Il faut faire une distinction entre la décision du jury, qui évalue les projets, et la cote académique donnée par les professeurs. Cette note dépend du rapport des coachs et de la présentation finale par l’équipe d’étudiants.
Mais cela reste un travail supplémentaire. Dans certaines écoles, les étudiants ont le choix entre un travail purement technologique ou le programme StarTech. Dans d’autres, le programme est intégré au cursus, comme élément d’un cours de management ou d’entrepreneuriat.
Comment collaborent ou se complètent coachs et professeurs?
Là aussi, cela dépend de l’école. Parfois le coach est en première ligne. Parfois un professeur donne des détails, un cours supplémentaire ou plus spécifique. Par exemple sur la comptabilité ou le plan d’affaires. Le professeur intervient aussi en soutien lorsque l’étudiant a des questions ou un besoin d’aide urgente.
L’école apporte aussi une assistance technologique – support, conseils, achat de matériel…
Quel bilan?
En 2017, 8 écoles d’ingénieurs devraient participer au programme StarTech. Pour un total d’environ 300 étudiants.
Lors de son lancement, voici 5 ans, il ne concernait qu’une seule école (Mons) et une dizaine d’étudiants.
Slim Sediri: “Un changement de mentalité, de perception est à l’oeuvre.

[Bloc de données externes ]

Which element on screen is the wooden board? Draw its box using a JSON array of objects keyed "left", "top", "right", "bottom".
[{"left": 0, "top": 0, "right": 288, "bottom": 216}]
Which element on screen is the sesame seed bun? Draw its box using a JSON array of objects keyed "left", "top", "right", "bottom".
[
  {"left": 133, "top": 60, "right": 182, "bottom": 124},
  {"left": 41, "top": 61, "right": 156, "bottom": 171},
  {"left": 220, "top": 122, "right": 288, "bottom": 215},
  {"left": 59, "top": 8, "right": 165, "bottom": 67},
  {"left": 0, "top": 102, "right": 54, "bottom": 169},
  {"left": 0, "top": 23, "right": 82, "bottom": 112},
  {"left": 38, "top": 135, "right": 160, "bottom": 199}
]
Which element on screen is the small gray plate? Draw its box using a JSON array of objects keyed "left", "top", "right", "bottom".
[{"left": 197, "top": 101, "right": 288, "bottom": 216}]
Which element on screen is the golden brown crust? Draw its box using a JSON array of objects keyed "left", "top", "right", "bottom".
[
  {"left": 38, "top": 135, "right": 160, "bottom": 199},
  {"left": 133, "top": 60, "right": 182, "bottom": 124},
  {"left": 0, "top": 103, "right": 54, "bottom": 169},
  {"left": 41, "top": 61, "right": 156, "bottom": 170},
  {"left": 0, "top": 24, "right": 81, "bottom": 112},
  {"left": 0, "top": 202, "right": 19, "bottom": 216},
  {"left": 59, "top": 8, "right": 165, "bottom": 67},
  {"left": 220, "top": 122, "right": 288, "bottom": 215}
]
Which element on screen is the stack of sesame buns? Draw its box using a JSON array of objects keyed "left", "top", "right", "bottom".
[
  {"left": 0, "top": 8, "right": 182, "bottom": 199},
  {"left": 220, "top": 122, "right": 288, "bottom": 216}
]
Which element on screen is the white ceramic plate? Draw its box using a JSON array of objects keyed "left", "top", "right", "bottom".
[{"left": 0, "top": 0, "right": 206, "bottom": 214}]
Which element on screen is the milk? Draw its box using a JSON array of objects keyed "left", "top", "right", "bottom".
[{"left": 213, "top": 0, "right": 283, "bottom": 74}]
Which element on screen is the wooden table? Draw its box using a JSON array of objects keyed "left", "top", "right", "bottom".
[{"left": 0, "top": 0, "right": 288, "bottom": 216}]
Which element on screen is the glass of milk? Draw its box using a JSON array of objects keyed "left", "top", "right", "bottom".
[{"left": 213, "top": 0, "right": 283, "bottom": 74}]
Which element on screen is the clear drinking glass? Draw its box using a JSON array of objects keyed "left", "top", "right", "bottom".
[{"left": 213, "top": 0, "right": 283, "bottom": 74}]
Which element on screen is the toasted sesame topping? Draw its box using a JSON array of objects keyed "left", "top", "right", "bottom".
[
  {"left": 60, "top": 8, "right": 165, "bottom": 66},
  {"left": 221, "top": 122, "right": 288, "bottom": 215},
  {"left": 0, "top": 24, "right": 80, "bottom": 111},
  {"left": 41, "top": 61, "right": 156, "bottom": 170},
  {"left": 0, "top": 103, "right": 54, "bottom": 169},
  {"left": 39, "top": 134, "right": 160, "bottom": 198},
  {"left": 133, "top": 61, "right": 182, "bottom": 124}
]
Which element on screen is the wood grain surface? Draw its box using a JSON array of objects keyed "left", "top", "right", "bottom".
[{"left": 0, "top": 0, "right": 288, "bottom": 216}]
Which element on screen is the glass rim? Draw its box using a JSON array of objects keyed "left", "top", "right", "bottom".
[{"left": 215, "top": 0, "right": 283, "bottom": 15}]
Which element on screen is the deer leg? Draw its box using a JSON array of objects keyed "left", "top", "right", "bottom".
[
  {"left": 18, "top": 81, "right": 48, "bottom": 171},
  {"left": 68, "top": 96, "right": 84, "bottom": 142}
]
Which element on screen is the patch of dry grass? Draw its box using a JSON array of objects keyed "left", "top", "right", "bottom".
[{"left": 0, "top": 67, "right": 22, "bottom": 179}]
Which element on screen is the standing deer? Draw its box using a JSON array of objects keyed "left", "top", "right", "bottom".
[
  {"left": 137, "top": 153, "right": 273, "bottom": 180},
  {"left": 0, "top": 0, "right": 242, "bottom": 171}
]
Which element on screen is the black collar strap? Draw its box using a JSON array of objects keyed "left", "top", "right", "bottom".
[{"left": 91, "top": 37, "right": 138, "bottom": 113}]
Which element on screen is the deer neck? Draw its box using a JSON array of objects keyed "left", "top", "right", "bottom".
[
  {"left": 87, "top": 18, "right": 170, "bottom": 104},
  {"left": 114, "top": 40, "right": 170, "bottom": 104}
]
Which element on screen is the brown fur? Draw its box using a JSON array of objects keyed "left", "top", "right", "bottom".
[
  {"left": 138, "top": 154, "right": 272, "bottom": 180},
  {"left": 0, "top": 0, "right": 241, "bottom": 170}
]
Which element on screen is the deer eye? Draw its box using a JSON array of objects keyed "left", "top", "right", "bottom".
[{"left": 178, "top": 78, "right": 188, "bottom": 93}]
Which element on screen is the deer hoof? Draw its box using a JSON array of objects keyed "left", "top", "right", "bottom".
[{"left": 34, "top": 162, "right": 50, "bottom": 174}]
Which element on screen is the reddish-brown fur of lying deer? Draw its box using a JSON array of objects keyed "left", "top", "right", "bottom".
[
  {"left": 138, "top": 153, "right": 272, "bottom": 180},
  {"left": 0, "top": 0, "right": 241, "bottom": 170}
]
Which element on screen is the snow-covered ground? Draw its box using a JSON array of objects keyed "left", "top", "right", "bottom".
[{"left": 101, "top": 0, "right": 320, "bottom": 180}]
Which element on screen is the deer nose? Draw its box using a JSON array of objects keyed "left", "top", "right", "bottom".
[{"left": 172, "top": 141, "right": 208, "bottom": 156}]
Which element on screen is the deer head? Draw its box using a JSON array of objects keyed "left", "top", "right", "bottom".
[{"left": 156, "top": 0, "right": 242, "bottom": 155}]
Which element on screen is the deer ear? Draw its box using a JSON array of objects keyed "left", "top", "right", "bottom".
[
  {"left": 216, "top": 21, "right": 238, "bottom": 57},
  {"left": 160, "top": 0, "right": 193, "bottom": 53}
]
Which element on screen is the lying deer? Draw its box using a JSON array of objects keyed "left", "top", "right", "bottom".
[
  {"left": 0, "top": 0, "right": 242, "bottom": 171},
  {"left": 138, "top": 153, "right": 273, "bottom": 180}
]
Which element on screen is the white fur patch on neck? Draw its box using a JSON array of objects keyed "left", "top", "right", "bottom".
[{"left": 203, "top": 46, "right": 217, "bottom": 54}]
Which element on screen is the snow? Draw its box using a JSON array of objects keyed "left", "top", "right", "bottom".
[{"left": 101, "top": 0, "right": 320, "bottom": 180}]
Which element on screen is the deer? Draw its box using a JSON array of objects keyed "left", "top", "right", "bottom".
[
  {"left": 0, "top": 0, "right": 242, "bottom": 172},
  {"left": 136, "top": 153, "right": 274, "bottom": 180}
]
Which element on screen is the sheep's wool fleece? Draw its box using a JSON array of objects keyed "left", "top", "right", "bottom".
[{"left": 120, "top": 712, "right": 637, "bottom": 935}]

Longtemps, les étudiants confondaient grands patrons industriels et entrepreneurs… Entrepreneur était un peu synonyme d’exploiteur.”
En 5 ans, quelque 30 projets ont été portés par environ 400 étudiants.
Une dizaine se poursuivent au-delà du programme scolaire. Les responsables du programme StarTech estiment que la moitié d’entre eux ont de bonnes chances de se transformer en entreprise commerciale.Une start-up a d’ailleurs déjà vu le jour en fin 2014. Il s’agit de ShareIf, dont nous vous avions parlé ici.
7 autres projets en sont au stade pré-startup., dont deux aux accent ICT: Sunslice (système miniaturisé de recharge de smartphone, de la taille d’une carte de crédit, fonctionnant à l’énergie solaire) et Tracko (dispositif antivol de géolocalisation pour vélos haut de gamme).
Slim Sediri: “La qualité des projets est en progression. Les étudiants sont par ailleurs plus motivés qu’avant. De notre côté aussi, nous améliorons notre capacité à maîtriser les difficultés. Sans oublier les structures qui se mettent en place pour aider les étudiants-entrepreneurs à développer leurs projets pendant la suite de leurs études – notamment les incubateurs dédiés aux étudiants tels que le VentureLab à Liège ou l’Yncubator à Louvain-la-Neuve.
C’est une évolution récente. Petit à petit, on est en train de structurer l’accompagnement des étudiants-entrepreneurs.”